Computer Vision with Convolution Networks - OKStateACM/AI_Workshop GitHub Wiki

Convolution networks

In this example, we will attempt a similar problem as the first example with the MNIST dataset. We will attempt to classify images. Rather than identifying digits in the MNIST dataset, we will use the CIFAR image dataset, which contains thousands of images of ten different objects. Our network will learn to recognize what is in the picture. This is the goal of object recognition and a large part of the computer vision field.

CIFAR images

cifar images

Introducing convolution layers

While the basic network in our first example can be used for this task, as the number of samples increases and the number of different classes (objects) to be recognized increases, the fully-connected network layers start failing. It takes longer to train, and the performance starts to degrade.

Convolution layers are another functional element that we can add to neural networks. They work similarly to how image filters work in applications such as Photoshop and GIMP. Let's take a look at how a simple blur filter works.

box blur

For every pixel in the original image, a filter is passed over it. the new value is the result of averaging all the color values of neighboring pixels in an n×n sized square.

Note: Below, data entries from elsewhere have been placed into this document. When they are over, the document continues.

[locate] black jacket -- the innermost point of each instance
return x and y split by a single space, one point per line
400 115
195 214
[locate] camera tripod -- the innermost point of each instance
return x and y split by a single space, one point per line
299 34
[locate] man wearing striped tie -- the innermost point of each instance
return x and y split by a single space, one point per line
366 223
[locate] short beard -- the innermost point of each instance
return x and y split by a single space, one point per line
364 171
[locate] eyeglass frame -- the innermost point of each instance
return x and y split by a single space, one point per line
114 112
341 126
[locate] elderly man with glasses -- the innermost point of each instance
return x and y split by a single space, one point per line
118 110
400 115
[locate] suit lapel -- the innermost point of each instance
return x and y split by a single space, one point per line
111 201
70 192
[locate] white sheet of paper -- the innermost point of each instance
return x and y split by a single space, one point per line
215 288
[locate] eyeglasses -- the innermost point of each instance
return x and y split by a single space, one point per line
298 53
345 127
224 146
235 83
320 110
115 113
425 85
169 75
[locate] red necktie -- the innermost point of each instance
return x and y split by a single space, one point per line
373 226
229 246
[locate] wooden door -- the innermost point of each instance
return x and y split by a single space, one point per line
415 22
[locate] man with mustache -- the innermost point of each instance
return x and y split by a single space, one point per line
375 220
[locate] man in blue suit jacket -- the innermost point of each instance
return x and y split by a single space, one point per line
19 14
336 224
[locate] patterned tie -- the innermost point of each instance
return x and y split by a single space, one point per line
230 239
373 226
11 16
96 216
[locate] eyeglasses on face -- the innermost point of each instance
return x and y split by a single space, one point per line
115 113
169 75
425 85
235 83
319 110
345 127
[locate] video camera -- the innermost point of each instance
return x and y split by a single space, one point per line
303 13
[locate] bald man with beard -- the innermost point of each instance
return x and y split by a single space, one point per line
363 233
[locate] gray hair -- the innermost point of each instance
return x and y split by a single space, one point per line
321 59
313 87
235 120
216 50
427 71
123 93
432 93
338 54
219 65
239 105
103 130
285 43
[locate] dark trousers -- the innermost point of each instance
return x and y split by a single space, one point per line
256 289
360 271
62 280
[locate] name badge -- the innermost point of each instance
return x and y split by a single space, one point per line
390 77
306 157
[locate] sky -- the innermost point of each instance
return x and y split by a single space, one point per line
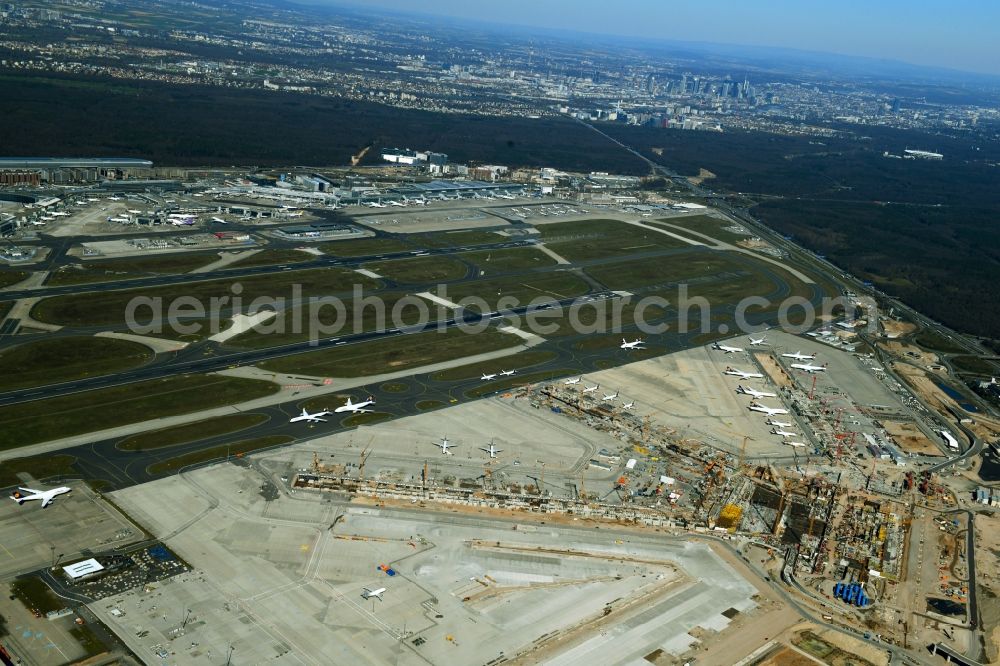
958 34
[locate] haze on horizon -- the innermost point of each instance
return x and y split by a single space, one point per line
961 36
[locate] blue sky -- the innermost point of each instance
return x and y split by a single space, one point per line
958 34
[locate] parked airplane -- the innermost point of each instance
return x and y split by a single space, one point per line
444 445
45 495
356 408
492 450
808 367
743 375
754 392
311 418
770 411
373 594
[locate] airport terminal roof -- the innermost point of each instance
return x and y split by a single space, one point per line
72 162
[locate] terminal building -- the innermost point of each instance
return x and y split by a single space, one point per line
65 170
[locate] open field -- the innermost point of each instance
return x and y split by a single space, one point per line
50 361
420 270
399 353
236 449
122 269
191 432
54 418
109 307
596 239
490 262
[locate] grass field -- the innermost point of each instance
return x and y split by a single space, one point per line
123 269
367 246
274 257
392 355
38 467
190 432
236 449
101 308
55 360
491 262
420 270
522 288
80 413
514 362
596 239
8 278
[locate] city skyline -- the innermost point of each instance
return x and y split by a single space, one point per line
961 39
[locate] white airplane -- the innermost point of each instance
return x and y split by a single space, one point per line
492 450
743 375
770 411
356 407
373 594
754 392
445 445
45 495
311 418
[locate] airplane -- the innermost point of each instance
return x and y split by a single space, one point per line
373 594
754 392
808 367
356 408
45 495
493 451
445 445
770 411
311 418
743 375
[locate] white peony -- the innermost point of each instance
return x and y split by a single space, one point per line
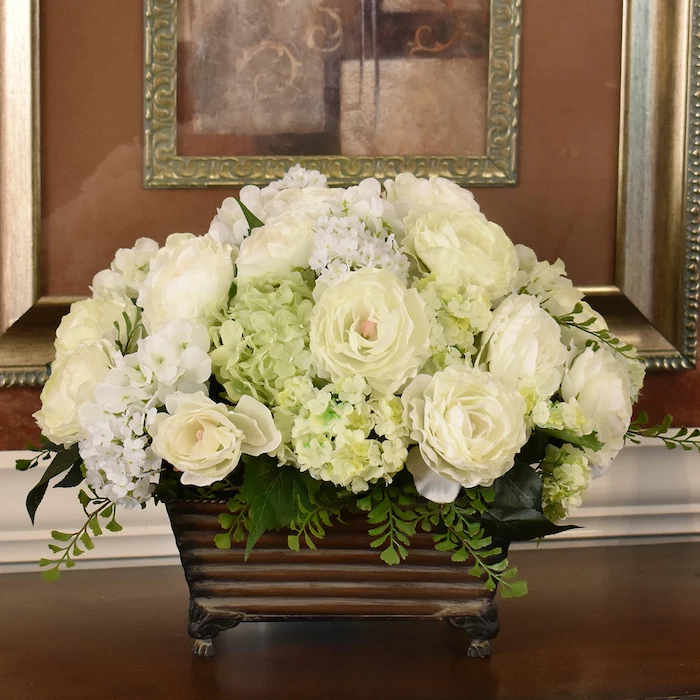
190 278
283 243
465 246
127 271
93 320
205 440
601 387
371 326
468 427
409 193
71 384
177 358
522 348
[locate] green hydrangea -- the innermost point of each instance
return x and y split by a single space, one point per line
457 314
565 478
339 433
262 339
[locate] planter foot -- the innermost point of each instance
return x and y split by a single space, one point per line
481 627
203 647
479 649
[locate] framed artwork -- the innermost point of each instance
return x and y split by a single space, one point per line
237 91
652 296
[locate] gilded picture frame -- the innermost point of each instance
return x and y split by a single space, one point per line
164 167
653 304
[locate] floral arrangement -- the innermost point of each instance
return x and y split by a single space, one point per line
322 351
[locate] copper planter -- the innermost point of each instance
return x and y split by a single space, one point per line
343 578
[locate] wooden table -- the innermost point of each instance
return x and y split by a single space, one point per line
606 622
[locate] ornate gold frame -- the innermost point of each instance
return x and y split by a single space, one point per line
163 167
654 303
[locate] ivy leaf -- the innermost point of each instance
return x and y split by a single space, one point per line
518 488
274 494
253 221
589 441
62 462
518 524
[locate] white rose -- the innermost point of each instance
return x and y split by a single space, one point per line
205 440
602 388
190 278
468 427
409 193
465 246
92 320
71 384
522 348
283 243
127 271
370 325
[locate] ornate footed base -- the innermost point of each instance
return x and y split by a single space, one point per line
481 628
204 626
203 647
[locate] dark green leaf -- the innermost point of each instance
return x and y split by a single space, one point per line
518 524
62 462
273 493
253 221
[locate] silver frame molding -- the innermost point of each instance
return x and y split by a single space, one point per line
654 303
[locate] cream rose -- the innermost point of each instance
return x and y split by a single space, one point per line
370 325
92 320
463 245
190 278
71 384
417 194
602 388
522 348
283 243
204 439
468 427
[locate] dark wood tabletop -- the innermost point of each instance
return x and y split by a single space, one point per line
604 622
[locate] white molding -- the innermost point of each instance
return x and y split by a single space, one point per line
649 494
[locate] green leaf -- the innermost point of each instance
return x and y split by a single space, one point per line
273 493
51 574
589 441
519 524
62 462
253 221
73 478
223 540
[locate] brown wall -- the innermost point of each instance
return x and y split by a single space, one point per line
93 201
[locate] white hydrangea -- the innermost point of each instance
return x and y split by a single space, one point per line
127 271
565 479
176 358
119 463
343 244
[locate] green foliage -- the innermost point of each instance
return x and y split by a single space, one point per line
274 494
589 441
516 511
468 542
671 437
69 545
236 522
64 461
598 338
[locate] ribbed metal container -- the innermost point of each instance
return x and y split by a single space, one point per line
344 577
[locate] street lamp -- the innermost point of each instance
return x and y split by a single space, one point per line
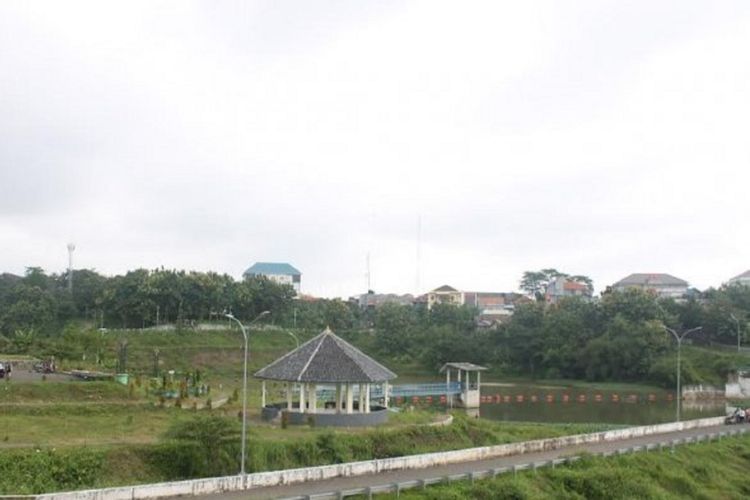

Another blurring technique, called Gaussian blur, works very similarly. A square box is used for every pixel in the original image, and a new pixel color is produced by averaging all the pixels in the box. The difference is that each pixel in the filter is weighted based on how far away it is from the center. In effect, pixels closer to the center affect the output more than those farther away. This leads to a more natural blurring, and avoids artifacts that can be present in the box blur.

convolution filter

a single convolution layer shown, with an input image, weights, and output pixel

A convolution layer is a similar process. An n×n square is used for every pixel. Every pixel in the filter square has a weight of how much it contributes to the final output. A convolution layers would effectively be a box blur if all of the weights were the same. Additionally, a convolution layer could effectively be a Gaussian blur if the weights in the center were stronger than the weights towards the edge. By passing this filter over every pixel in the original image, we generate a new output image with some convolution filter applied. Many other filters work this way, from blur filters, to edge detection filters, and many more.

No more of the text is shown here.